Charlisse Leger-Walker is knocking on the door of the WNBA after her MVP performance in helping the Washington State Cougars to a PAC-12 title.
It's hard not to take notice of the Kiwi basketballer, especially after a game-winning performance worthy of the big leagues.
Leger-Walker averaged 19 points per game as the Cougars defeated 10-seed California, 2-seed Utah, 3-seed Colorado and 5-seed UCLA en route to the title. Her 76 points scored in the tournament are the most-ever in a Pac-12 Women's Basketball Tournament.
The New Zealand native scored at least 15 points in all four of Washington State's wins and dropped 23 points against the Bruins in the finale to secure the trophy.
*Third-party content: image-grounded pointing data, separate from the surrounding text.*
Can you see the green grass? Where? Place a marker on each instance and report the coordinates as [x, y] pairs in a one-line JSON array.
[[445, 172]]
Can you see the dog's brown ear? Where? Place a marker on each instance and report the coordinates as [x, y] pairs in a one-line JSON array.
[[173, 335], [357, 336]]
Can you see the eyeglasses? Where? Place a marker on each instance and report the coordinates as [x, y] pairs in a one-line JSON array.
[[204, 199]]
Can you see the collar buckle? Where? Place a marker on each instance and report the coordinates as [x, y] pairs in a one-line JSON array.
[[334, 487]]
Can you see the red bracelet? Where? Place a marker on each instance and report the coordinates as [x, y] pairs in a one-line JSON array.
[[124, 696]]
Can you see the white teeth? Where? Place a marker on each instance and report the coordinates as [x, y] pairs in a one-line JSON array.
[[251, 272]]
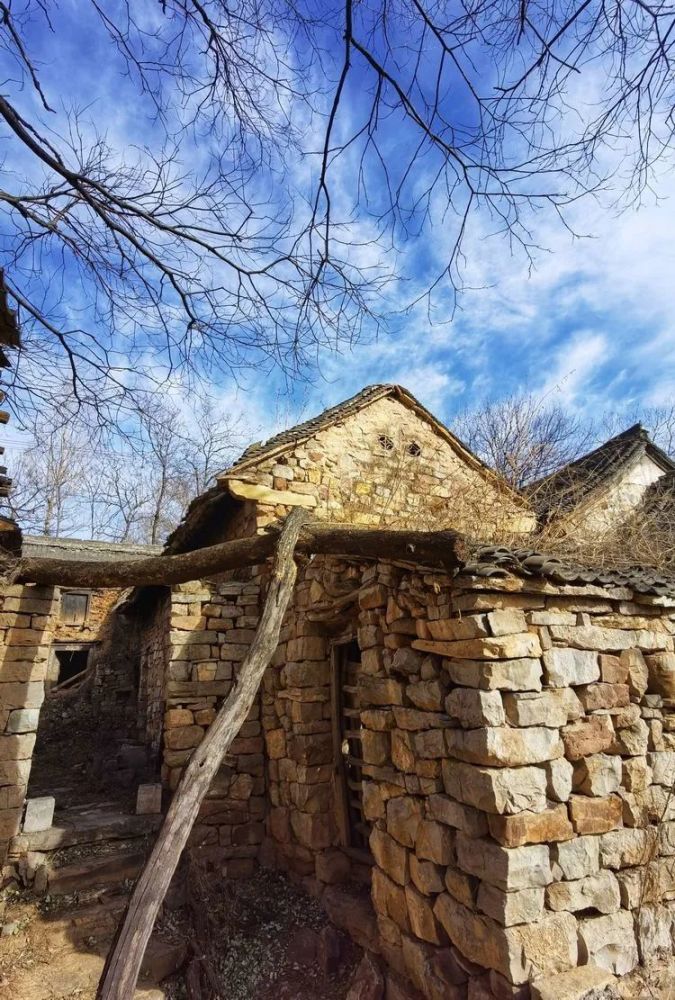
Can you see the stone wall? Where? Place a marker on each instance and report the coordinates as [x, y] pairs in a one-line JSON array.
[[385, 465], [25, 634], [208, 630], [519, 752], [101, 602]]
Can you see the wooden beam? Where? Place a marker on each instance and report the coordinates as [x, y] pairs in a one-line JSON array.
[[446, 549]]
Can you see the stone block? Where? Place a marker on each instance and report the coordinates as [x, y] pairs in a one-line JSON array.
[[609, 942], [183, 738], [149, 799], [39, 814], [496, 790], [376, 691], [306, 647], [389, 900], [508, 868], [597, 775], [588, 736], [332, 867], [390, 856], [549, 826], [638, 674], [607, 640], [15, 695], [612, 670], [427, 695], [636, 774], [520, 953], [312, 830], [576, 859], [466, 627], [559, 774], [404, 815], [507, 621], [591, 815], [662, 765], [587, 982], [632, 740], [504, 746], [413, 719], [661, 674], [474, 708], [177, 717], [603, 696], [598, 892], [654, 932], [461, 887], [435, 842], [426, 876], [546, 708], [17, 747], [570, 667], [628, 847], [508, 908], [423, 923], [430, 745], [455, 814], [523, 674]]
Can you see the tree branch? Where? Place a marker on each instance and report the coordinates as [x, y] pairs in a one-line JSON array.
[[446, 548]]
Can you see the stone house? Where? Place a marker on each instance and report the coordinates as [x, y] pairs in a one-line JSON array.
[[471, 770], [601, 491]]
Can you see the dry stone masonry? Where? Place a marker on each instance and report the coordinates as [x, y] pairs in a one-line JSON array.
[[518, 756]]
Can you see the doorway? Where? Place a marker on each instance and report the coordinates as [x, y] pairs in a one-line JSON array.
[[348, 746]]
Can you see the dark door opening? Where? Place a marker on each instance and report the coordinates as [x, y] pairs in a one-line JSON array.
[[71, 662], [348, 745]]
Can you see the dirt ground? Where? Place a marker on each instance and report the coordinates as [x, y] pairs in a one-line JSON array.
[[268, 941]]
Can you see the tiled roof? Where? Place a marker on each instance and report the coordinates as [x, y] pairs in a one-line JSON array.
[[657, 509], [577, 480], [300, 432], [335, 414], [493, 561]]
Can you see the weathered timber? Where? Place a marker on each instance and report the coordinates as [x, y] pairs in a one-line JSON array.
[[448, 549], [122, 967]]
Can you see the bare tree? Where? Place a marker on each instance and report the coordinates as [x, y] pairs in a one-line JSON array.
[[133, 486], [522, 437], [414, 112]]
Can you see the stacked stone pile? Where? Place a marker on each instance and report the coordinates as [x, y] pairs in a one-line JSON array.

Leger-Walker shot 7-for-11 from the field, sank five three-pointers and also grabbed seven rebounds in that game.
Leger-Walker told 1News the celebrations in Las Vegas were a whole other experience.
“They had the big confetti, there was a big crowd there supporting the Cougs,” she recalled.
Such crowds could be something Leger-Walker could get used to very quickly with talks of putting her name forward for the WNBA growing stronger after her PAC-12 performances.
“A couple of people have reached out to me and I know my name is being put out to WNBA GMs,” she said.
“Right now I’m thinking about it more seriously – you have to be completely ready to go and I need to get to that point where I feel I am at that next level.”
Leger-Walker’s success doesn’t come as a surprise with her home back her in New Zealand decorated with MVP trophies – her family joking with 1News they may not have space for the her latest silverware in the US.
Although they aren’t all hers; Leger-Walker’s two sisters are also standouts and mum Leanne Walker is a former Tall Fern too.
“I used to have my singlets up but [my daughters] cover over my singlets too,” mum joked.
Yesterday's conference title was the biggest achievement yet for the 21-year-old but something her No.1 fan couldn't see with her grandmother dying in January.
“When Charisse did come back and saw her in December and had to leave to go back, that was such a sad, sad moment,” Walker said.
Leger-Walker recalled the efforts her grandmother would go to just to see her games.
“She’s from Opotiki and obviously doesn’t have cable at her house so she’d drive into town and people would put the game on for her,” she said.
“I think she would just be so immensely proud of me, yelling at me from up there.”